Nestapa kelam berawan hitam.
Kala dunia dirundung kabut malam.
Terdengar jeritan wanita tua di ujung malam.
Saat dentingan bergemuruh dan malam semakin suram.
Terpaku daku menatap lautan darah.
Melihat tangisan si mungil terduduk dalam pasrah.
Geram daku, berkecamuk batin dan meronta.
Kala ku dapati pecundang-pecundang dengan tawanya.

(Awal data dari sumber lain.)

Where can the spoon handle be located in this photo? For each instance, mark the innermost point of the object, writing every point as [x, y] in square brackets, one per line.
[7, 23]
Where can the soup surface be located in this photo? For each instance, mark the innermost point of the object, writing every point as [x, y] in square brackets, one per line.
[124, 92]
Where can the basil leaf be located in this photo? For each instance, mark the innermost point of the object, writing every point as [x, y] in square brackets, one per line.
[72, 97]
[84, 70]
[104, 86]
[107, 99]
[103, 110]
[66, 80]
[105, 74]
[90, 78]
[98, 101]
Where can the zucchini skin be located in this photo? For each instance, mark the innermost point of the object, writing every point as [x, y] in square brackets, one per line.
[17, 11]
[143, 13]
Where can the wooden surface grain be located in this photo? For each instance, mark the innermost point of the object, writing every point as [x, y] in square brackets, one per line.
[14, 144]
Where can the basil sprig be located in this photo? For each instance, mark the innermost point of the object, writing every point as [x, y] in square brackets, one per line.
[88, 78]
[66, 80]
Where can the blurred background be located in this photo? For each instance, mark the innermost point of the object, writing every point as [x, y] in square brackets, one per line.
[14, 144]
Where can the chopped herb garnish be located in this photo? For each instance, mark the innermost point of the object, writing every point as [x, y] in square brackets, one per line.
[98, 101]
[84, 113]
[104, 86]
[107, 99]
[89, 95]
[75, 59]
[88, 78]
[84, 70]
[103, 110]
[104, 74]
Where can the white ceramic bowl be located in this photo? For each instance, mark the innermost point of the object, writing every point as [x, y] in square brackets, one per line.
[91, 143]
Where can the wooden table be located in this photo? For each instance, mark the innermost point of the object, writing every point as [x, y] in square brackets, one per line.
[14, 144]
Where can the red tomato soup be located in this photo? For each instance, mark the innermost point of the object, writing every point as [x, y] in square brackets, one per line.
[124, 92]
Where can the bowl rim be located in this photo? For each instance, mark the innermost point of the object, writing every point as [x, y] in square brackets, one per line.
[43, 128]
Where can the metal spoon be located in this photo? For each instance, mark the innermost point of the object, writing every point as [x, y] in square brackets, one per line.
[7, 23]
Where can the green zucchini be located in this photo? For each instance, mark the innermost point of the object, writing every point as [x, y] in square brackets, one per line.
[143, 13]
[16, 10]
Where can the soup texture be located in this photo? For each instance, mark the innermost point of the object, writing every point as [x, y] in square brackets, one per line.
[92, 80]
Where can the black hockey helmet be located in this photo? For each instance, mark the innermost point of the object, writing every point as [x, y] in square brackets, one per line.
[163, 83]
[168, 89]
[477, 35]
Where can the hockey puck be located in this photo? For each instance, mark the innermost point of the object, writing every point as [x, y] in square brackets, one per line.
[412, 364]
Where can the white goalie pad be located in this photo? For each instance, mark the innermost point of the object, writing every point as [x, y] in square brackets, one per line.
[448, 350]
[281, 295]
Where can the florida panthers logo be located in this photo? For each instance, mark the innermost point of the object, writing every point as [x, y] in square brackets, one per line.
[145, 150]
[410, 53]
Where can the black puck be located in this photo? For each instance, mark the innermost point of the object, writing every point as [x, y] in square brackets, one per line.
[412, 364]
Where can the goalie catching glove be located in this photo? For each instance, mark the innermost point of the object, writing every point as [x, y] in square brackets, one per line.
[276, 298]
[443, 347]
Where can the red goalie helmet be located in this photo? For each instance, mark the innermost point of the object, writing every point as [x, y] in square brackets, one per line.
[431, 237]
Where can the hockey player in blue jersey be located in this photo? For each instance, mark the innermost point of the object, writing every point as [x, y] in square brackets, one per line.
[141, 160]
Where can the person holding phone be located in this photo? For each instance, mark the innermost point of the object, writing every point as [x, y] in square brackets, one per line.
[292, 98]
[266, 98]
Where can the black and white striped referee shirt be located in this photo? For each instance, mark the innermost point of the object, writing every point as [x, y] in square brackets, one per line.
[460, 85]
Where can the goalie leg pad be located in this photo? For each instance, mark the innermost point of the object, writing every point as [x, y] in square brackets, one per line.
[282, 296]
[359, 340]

Duniaku, duniamu, dunia kita tengah dicabik-cabik.
Tersebab kini Sang Perisai umat sedang tak membersamai.
100 tahun menanti dalam pedih.
100 tahun tersiksa dengan keluh.
100 tahun tersayat dalam kekejaman.
100 tahun sudah tumpahan air mata dan darah menjadi elegi yang tak berkesudahan.
Khilafah diujung jalan, ingin ku sambut dirimu dengan pekik kan takbir.
Ingin ku obati rindunya umat yang tengah kesakitan.
Khilafah yang di rindukan, syariatmu begitu didambakan.
Denganmu, nestapa ini akan berakhir.
Khilafah yang di nanti, perisai umat yang tengah diperjuangkan.
Ghiroh sang jundullah tak akan pernah padam, selama engkau belum dalam dekapan umat.
100 tahun tanpa Khilafah, ada sakit dan rindu berkecamuk.
100 tahun tanpa khilafah, semoga sang jundullah tetap istiqomah memperjuangkan mu.